Left to right: Naomi Carton, Jennifer Recklet Tassi, and Adj Marshall serve graduate student families at MIT.
Photos courtesy of the subjects.

When you have a family, life becomes a balancing act of supporting your loved ones while managing your personal responsibilities. At MIT, three offices play a pivotal role in supporting graduate students with families — their partners, their children — as they create that balance. 

Naomi Carton serves as associate dean for graduate residential education (GRE), supporting the entire graduate residential community through programming, leadership, and opportunities such as Family Housing’s tailored opportunities for their residents. In the Office of Graduate Education (OGE), Adj Marshall — program administrator for graduate student families — works closely with partners across campus to support graduate students as they bridge their academic careers and personal lives as parents. Carton and Marshall’s offices both provide support for graduate students’ partners, but such support is the focus of Jennifer Recklet Tassi, senior program manager of MIT Spouses & Partners Connect. Tassi and her team support the growth of their members through consultations, programs, events, and other opportunities for members to connect with each other, pursue their goals, and learn about life in the Greater Boston Area. The three recently spoke on their roles supporting graduate student families.

Q: MIT is a community of students, staff, and faculty … but also of families. What do you want the MIT community to know about the Institute’s graduate student families?

Carton: Our graduate families are a special population at MIT. They come here with a wealth of experiences and backgrounds that all of the community can learn from. 

Marshall: Our graduate student families with children come in all shapes and sizes. We have graduate students with children from newborn to 25+, and family sizes from one child (and potentially growing) to three or four children. Some of our graduate student families are international and find themselves navigating a new culture while raising a family, on top of being a student.
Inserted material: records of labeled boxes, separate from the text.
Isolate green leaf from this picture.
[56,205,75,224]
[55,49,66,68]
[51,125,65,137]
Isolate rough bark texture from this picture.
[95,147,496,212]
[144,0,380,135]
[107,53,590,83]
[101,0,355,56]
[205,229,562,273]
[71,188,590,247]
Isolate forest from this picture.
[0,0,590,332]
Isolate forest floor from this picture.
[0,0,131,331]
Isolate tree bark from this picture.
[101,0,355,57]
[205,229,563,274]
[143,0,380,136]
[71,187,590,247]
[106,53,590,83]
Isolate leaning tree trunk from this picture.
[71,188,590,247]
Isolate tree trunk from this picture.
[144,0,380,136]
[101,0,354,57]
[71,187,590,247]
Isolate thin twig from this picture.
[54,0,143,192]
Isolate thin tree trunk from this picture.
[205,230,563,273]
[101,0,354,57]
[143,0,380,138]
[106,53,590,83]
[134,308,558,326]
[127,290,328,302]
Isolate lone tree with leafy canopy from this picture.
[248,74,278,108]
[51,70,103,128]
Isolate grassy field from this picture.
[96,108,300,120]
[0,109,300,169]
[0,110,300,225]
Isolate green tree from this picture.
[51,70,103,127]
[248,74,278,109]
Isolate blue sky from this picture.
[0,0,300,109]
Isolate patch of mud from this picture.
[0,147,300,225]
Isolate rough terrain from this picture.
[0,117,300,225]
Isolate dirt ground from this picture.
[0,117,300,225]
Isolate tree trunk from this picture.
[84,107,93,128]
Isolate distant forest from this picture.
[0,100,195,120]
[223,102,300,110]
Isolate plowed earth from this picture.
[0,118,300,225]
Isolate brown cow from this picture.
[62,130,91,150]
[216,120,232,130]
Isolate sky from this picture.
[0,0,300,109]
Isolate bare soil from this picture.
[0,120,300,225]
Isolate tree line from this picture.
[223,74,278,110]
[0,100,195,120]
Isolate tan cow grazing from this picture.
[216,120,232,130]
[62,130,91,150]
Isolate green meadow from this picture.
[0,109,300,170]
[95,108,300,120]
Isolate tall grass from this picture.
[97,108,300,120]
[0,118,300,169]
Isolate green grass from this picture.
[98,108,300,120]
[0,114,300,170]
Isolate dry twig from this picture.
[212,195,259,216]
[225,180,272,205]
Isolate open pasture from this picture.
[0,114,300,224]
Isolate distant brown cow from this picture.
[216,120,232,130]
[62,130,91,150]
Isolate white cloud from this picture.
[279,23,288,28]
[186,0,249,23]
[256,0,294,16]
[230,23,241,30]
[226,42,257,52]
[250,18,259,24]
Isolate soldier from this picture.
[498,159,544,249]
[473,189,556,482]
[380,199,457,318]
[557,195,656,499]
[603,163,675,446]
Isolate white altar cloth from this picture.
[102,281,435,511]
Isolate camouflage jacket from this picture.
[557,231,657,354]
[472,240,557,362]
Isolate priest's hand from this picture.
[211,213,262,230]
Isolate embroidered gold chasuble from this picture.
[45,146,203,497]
We have same-sex parent families, graduate students raising children on their own, divorced family units, adopted/fostered children, and stepparents among our studens. Each MIT family is unique. 

Recklet Tassi: I would love for the wider community to have the opportunity to get to know the spouses and partners of our graduate students. They are as interesting, diverse, and accomplished as our graduate students are. Most of them have put a career or a job they love on hold to help their family member to pursue their MIT dream, and they came to Boston, not knowing what opportunities would be available to them. They are professionals, parents, neighbors, and friends, and they contribute to the rich diversity of MIT. 

A lotus-inspired venn diagram, featuring 3 petals for each of 3 offices. All grad student families with children are served by Adj Marshall, Naomi Carton, Jennifer Recklet Tassi, and Vika Palesheva. The spouses and partners of MIT students, postdocs, and faculty are served by Jennifer Recklet Tassi, Vika Palesheva, and Adj Marshall. Residential grad students, partners, and & children are served by Naomi Carton and Adj Marshall.
This lotus-inspired venn diagram captures how three MIT offices — the Office of Graduate Residential Education, the Office of Graduate Education, and MIT Spouses and Partners Connect — serve their overlapping constituents.
Image courtesy of the Office of Graduate Education.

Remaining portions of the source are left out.